Part one of the National Food Strategy, an independent review that will inform government for the next 75 years, has been published this week.
The NFU has fed into the review, with NFU president Minette Batters part of its advisory panel, which gathered views from members to form part of its response to a call for evidence last October.
Part one of the report calls for the adoption of a statutory duty that would give Parliament the opportunity to properly scrutinise any new trade deals.
Led by restaurateur Henry Dimbleby, the report also includes three recommendations to improve the diet of children:
- Expansion of free school meals to every child from a household on Universal Credit;
- Expansion of the Holiday Activity and Food Programme to all areas in England, ensuring summer holiday support is available to all children in receipt of Free School Meals;
- Increasing the value of Healthy Start vouchers to £4.25 per week, and where the parent or guardian is in receipt of Universal Credit, expanding the scheme to pregnant woman and households with children under the age of four.
Mrs Batters said: “The NFU welcomes the publication of the first stage of the National Food Strategy, which urges quick action on health, supporting the young and vulnerable and upholding our food values and standards.
“British farmers and growers stand ready to play their part in helping to ensure everyone in society has access to an enjoyable, sustainable and healthy balanced diet. For example, the nation needs to eat more healthy foods, and we can grow more fruit and vegetables right here in the UK.”
She added: “We welcome the recommendation that future trade deals are subjected to parliamentary scrutiny.
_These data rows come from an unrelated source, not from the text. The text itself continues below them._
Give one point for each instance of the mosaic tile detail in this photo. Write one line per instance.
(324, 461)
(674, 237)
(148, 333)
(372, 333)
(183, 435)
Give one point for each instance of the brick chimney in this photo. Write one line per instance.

The NFU is working with government as part of the newly established Trade and Agriculture Commission to ensure British farming standards are not undermined by any ambition to open up British markets to food which would be illegal to produce here, and that UK farmers can access new markets and become global leaders in climate friendly food.
“We look forward to working with the National Food Strategy team further ahead of part two being published next year.”
Part Two of the strategy is due to be published in 2021 and will include a root and branch examination of the food system and the economics that shape it.